Their corresponding release made it clear that just because the term was chosen doesn’t mean it was being venerated. “We define slop as ‘digital content of low quality that is produced usually in quantity by means of artificial intelligence,’” they wrote. “All that stuff dumped on our screens, captured in just four letters: the English language came through again.”
The flood of slop in 2025, they concluded, was prolific and oddly mesmerizing. It included absurd videos, off-kilter advertising images, cheesy propaganda, fake news that looks pretty real, junky AI-written books, “workslop” reports that waste coworkers’ time — and lots of talking cats. (Always the cats.)
“Like slime, sludge, and muck, slop has the wet sound of something you don’t want to touch,” the editors continued. “Slop oozes into everything.
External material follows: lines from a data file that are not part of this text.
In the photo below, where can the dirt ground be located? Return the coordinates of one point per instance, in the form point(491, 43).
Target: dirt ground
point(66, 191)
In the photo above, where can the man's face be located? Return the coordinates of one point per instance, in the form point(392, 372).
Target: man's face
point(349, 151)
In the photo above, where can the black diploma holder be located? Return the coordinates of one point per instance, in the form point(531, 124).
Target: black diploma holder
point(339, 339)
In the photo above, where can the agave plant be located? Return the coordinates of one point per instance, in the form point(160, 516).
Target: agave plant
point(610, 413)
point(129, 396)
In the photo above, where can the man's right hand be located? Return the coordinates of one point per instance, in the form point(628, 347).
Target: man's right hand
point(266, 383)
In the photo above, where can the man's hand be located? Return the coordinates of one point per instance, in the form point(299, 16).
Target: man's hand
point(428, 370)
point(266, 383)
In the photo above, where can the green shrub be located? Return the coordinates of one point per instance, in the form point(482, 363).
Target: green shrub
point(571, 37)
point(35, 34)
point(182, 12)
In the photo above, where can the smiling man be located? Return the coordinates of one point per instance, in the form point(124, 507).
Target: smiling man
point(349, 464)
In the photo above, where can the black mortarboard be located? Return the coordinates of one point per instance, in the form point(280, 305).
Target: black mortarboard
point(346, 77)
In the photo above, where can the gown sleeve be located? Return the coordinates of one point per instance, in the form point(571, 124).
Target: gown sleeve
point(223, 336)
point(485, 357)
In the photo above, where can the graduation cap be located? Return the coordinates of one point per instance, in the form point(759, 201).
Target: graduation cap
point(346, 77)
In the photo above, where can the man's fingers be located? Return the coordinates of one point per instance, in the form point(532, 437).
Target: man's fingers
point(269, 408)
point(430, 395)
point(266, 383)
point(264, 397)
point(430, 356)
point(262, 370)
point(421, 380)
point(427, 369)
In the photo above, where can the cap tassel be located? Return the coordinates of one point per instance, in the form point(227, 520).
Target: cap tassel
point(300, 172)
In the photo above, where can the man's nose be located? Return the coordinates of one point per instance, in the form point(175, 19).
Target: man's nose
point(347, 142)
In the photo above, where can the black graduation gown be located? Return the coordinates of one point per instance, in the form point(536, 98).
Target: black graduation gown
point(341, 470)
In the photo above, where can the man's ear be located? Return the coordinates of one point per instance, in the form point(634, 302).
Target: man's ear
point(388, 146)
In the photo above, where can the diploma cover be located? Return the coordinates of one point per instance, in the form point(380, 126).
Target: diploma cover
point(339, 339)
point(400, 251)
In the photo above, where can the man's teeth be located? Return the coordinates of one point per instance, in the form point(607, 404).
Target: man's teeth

The original sense of the word, in the 1700s, was ‘soft mud.’ In the 1800s it came to mean ‘food waste’ (as in ‘pig slop’), and then more generally, ‘rubbish’ or ‘a product of little or no value.’”
I find this interesting because, as it happens, there is a parallel trend unfolding in the culinary world, running neatly analogue to the AI-driven slopification of the internet: the so-called “corporate slop bowl.”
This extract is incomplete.